P.-S. Objectivement, je ne peux pas comprendre qu'on lui attribue plus qu'un 7/10.
Subjectivement, mon expérience de jeu me pousse vers un 4 ou un 5/10. Je me suis vraiment ennuyé sur l'essentiel de ce remake.

Très bonne analyse, qui reste néamoins ton point de vue.
Dommage que tu ne l'as pas aimé :snif:
Après tout, il en faut pour tout le monde.

Kiribatis Kiribatis
MP
Niveau 12
16 avril 2020 à 14:04:11

En effet, c'est le principe point de vue. :ok: Mais même objectivement, c'est à mon sens déraisonnable de pousser la note au-delà du 7/10.

Lucifel05 Lucifel05
MP
Niveau 45
16 avril 2020 à 14:10:46

Le 16 avril 2020 à 14:04:11 Kiribatis a écrit :
En effet, c'est le principe point de vue. :ok: Mais même objectivement, c'est à mon sens déraisonnable de pousser la note au-delà du 7/10.

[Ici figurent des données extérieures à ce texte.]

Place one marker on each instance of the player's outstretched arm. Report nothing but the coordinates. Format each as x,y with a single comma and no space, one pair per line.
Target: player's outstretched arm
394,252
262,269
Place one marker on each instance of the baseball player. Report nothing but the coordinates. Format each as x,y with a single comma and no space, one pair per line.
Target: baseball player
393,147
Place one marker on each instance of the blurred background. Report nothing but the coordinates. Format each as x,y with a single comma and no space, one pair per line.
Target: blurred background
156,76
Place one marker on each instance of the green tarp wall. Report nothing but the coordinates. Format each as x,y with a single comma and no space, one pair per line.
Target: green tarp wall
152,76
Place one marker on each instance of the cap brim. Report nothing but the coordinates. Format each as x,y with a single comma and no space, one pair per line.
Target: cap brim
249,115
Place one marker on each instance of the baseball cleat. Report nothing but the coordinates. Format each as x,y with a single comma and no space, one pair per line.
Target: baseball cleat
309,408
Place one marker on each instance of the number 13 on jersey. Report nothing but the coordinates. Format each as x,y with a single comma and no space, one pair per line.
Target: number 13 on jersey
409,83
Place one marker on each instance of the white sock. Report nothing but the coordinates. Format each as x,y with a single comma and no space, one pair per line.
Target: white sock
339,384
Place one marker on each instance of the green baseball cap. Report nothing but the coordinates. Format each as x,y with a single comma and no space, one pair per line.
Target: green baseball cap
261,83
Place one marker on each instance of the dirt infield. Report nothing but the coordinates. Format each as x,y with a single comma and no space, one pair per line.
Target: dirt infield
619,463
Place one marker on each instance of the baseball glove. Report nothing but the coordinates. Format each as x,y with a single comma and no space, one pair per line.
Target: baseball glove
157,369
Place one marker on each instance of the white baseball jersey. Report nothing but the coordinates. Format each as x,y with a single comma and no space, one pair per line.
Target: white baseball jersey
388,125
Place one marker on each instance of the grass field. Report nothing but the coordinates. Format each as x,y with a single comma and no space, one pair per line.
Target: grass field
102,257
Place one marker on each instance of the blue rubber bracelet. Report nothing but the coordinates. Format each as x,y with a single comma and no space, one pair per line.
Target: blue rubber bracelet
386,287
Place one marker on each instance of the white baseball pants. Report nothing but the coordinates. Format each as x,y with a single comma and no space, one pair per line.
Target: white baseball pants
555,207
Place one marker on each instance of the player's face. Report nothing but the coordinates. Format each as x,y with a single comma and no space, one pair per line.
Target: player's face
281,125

Tout à fait d'accord avec toi.

lathugdu93 lathugdu93
MP
Niveau 22
16 avril 2020 à 14:14:33

Le tout appuyé par une difficulté très peu soutenue, il diffère bien de l'original en ces points.

?

Je vous invite vraiment à rejouer à l'original . Et c'est pas parce que le jeu contient les armes à la fin que l'aventure de base n'est pas très facile :hap:

Message édité le 16 avril 2020 à 14:15:33 par lathugdu93
K0rbeille K0rbeille
MP
Niveau 8
16 avril 2020 à 16:11:04

Le 16 avril 2020 à 14:14:33 Lathugdu93 a écrit :

Le tout appuyé par une difficulté très peu soutenue, il diffère bien de l'original en ces points.

?

Je vous invite vraiment à rejouer à l'original . Et c'est pas parce que le jeu contient les armes à la fin que l'aventure de base n'est pas très facile :hap:

Je peux t'assurer que lorsque j'y ai joué à sa sortie je me suis bien plus arraché les cheveux que sur cet opus.
Pourquoi ?
Parce qu'à l'époque, ce n'était pas donné d'avoir directement une soluce sous les yeux qui t'expliquait : où aller, quelle matéria équiper, comment obtenir Beta sur le Zolom...

Numéro perdu, Rapps, Godo, Porte des démons, Porte-armure, Hojo, Bizzarro·Sephiroth, Safer·Sephiroth m'avaient bien fait rager. Et il n'y a pas que les Boss.